Tuesday 13 October 2015

Converting macro-based menus

In the good old days (or bad, depending on your viewpoint) before Access 97 if you wanted to create a custom menu, shortcut menu, or toolbar in Access you had to create some macros. Indeed, in this author's opinion this was the only reason to play with macros other than AutoExec and AutoKeys. But times changes, and these days menus and toolbars are created as separate constructs (Tools, Customize, Toolbars). So if you're upgrading from an old version you have a lot of rewriting to do, right?

Wrong! Well, maybe in Access 97 you have, but from Access 2000 onwards the work has been done for you. All you have to do is this. In the database window, click Macros and highlight the name of the macro you want to create a menu or toolbar from. You only need to select the top-level macro; there's no need to select the macro group for each menu that appears on the menu bar. Then, on the Tools menu, select Macro, and then click either Create Menu from Macro, Create Toolbar from Macro or Create Shortcut Menu from Macro, depending on what you want to do.
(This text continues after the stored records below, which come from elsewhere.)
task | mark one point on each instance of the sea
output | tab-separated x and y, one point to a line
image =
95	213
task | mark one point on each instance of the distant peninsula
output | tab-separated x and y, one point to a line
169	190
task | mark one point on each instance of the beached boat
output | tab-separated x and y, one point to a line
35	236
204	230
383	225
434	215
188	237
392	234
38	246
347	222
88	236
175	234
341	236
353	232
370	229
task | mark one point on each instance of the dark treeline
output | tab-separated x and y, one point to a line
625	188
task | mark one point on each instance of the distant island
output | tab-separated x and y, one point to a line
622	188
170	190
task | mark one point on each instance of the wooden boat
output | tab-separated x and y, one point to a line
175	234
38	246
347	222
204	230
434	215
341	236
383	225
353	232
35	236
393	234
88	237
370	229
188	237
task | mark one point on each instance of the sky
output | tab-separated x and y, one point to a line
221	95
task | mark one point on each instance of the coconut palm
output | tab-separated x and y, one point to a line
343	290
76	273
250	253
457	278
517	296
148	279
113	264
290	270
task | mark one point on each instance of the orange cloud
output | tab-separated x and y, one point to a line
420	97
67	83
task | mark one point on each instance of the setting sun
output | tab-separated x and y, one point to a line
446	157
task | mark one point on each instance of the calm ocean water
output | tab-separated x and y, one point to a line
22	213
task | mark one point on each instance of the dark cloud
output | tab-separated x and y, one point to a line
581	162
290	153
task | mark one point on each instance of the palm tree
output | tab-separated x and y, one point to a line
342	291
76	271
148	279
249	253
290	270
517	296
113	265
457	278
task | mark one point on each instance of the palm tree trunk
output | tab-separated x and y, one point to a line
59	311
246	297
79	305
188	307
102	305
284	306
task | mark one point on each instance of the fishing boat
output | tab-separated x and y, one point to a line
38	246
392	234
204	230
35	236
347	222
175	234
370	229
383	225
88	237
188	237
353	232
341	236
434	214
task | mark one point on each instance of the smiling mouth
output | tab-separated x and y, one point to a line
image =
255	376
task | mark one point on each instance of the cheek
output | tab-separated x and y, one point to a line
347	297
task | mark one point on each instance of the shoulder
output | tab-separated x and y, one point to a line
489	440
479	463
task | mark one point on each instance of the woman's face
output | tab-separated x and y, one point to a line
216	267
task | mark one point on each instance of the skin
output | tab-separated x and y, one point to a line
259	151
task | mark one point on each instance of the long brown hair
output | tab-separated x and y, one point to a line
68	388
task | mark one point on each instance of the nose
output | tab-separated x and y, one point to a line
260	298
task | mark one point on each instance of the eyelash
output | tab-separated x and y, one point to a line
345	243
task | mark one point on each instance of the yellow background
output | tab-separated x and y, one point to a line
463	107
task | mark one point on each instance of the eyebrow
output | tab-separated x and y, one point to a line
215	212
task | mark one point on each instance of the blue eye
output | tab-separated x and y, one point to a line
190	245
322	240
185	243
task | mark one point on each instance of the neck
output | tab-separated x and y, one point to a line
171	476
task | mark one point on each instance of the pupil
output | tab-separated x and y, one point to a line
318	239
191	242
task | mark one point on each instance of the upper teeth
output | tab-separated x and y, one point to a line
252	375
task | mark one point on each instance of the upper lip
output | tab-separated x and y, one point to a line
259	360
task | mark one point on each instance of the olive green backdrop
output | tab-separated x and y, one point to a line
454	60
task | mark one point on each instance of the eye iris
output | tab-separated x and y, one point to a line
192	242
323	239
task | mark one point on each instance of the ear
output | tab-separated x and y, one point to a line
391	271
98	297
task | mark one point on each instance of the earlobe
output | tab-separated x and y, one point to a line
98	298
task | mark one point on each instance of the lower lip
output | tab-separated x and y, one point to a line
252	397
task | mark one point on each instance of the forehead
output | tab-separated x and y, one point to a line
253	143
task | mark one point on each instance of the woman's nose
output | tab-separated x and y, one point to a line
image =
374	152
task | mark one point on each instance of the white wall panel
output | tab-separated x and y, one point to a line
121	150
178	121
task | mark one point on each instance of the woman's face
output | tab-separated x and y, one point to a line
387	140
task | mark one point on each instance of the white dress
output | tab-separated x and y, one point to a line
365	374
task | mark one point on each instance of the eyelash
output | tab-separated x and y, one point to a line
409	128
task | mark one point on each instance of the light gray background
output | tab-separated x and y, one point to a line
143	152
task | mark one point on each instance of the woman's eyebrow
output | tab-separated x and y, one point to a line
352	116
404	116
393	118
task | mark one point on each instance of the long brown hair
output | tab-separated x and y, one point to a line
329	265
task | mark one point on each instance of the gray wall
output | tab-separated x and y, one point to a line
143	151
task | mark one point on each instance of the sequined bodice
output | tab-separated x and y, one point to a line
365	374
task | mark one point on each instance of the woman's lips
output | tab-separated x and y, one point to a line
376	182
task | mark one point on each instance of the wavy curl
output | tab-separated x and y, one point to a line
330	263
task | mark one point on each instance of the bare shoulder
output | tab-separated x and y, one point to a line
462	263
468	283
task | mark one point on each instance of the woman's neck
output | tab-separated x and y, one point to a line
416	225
The important things to remember though is that you can't then go ahead and delete the original macro after creating the new menu/toolbar - this is because it still depends on the original macro to run (unless the original macro only contained AddMenu or RunCommand actions). If you want to do away with the macro altogether, you need to convert the macro actions to VBA code, then modify the menu/toolbar you've just created to use the new VBA functions rather than the old macro actions.